I’m
but a human.
I
get angry or dance incognito at some channel in you; to perish feelings to
frantic a nightmare as kissed by sunrise; this estuary silence this black mass
so careful to agitate you; our irritable souls our white owls while granny is
somewhat furious; those mystique eyes or those dark circles while hot yoga has
worked a miracle; but a mandolin upon an island so sickly discreet; as needing
attention such a torch to air-pockets while such frequencies rage sublime; our
uncaged sentiments our human proclivities so sunk into forgiving decencies.
I’m but a human so
incomplete so concentrated on flame; but a crucible existence but life in
passion to have placed so much on you; asking for redemption requesting baptism
or looking for savior-like qualities.
In
terrible frustration or calm wilderness exploring or imploding at silent
essence; those wars inside this fury we carry while dependable rightness; my
last grip situated in passion to sudden into something excruciating; searching
for solvent or manicuring misery while thinking one adventures by cadence.
Such
postmodern mistakes such whisk it must be ghosts.
Those melodic palms those
soothing tones at treasures by sheer abandonment.
By
guts or phones alarmed or suffering—so much dust or desert or sheer
determinants. To live as semi-spirits to reread existential invoices or to map
something perfectly; those puzzled emotions or genius insanity while feelings
thrum intuition; those lost moments those last impressions where most feel pure
disinterest.
I’m
but a human.
This sheer contradiction
while fleeing or flying or fevered.
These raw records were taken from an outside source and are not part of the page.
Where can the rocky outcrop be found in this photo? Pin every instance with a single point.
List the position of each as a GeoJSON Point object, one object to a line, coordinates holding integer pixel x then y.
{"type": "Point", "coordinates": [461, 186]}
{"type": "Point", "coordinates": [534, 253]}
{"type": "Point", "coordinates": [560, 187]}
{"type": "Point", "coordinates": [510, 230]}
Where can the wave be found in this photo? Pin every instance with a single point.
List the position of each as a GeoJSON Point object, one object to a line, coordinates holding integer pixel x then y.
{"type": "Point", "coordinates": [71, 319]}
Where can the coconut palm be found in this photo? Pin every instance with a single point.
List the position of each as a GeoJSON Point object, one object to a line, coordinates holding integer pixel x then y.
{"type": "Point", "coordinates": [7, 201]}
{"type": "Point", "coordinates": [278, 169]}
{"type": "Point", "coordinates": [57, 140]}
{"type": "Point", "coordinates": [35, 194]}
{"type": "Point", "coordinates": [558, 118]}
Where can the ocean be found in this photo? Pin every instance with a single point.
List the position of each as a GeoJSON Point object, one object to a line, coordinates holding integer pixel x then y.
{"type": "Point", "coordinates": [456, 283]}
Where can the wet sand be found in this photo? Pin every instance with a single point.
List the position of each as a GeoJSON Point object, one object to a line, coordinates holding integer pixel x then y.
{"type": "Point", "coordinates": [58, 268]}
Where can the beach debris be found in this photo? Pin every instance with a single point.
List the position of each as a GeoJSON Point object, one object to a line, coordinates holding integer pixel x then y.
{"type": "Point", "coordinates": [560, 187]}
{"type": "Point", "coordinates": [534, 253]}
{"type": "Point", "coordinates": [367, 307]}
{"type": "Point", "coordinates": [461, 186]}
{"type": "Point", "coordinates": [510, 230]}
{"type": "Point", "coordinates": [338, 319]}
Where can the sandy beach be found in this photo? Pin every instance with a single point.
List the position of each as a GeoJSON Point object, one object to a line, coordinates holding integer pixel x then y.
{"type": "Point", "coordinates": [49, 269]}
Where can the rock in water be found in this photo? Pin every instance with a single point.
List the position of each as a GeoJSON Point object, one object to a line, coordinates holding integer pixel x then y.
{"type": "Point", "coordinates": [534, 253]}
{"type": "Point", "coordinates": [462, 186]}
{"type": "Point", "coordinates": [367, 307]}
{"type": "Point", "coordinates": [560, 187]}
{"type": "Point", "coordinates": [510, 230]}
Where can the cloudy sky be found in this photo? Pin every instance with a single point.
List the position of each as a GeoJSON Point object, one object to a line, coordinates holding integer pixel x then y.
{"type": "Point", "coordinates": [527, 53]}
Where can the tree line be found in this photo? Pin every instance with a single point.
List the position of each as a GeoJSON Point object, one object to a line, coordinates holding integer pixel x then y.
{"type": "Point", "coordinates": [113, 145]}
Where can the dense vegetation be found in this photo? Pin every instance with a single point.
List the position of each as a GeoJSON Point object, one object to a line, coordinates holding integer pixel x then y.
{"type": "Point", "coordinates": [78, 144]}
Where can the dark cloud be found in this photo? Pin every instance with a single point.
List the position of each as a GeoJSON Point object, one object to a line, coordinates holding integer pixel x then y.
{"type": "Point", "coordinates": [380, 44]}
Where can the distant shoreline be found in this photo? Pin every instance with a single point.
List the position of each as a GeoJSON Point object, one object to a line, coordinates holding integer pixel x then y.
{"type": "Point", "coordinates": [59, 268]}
Those swift anxieties this shift in angst
while a man tackles his inner condition; retracing or regrouping as
captivated creatures by saxophone or salience; thereinto, this passionate lute
this playful liar at deep pensiveness; to die forever, as to live chasing
immortality, but a key to a locket on planet Humanity; so unique in
weaving as so complete in ambivalence or so content with one’s secrets; while
days are powerful where guts are sanctioned those eyes cringing joys.
Maybe
a pathbreaker or some gentle maverick appointed by something unimaginable; or
maybe a guru a Zen artist or an ancient unbelieved god-figure; maybe so
familiar by dark knowledge where Walcott is intimidated; so left in thoughts or
scientifically a hostage or painting a paradoxical portrait; our fire, those
times, to think unclearly, or to imagine a careful mystic.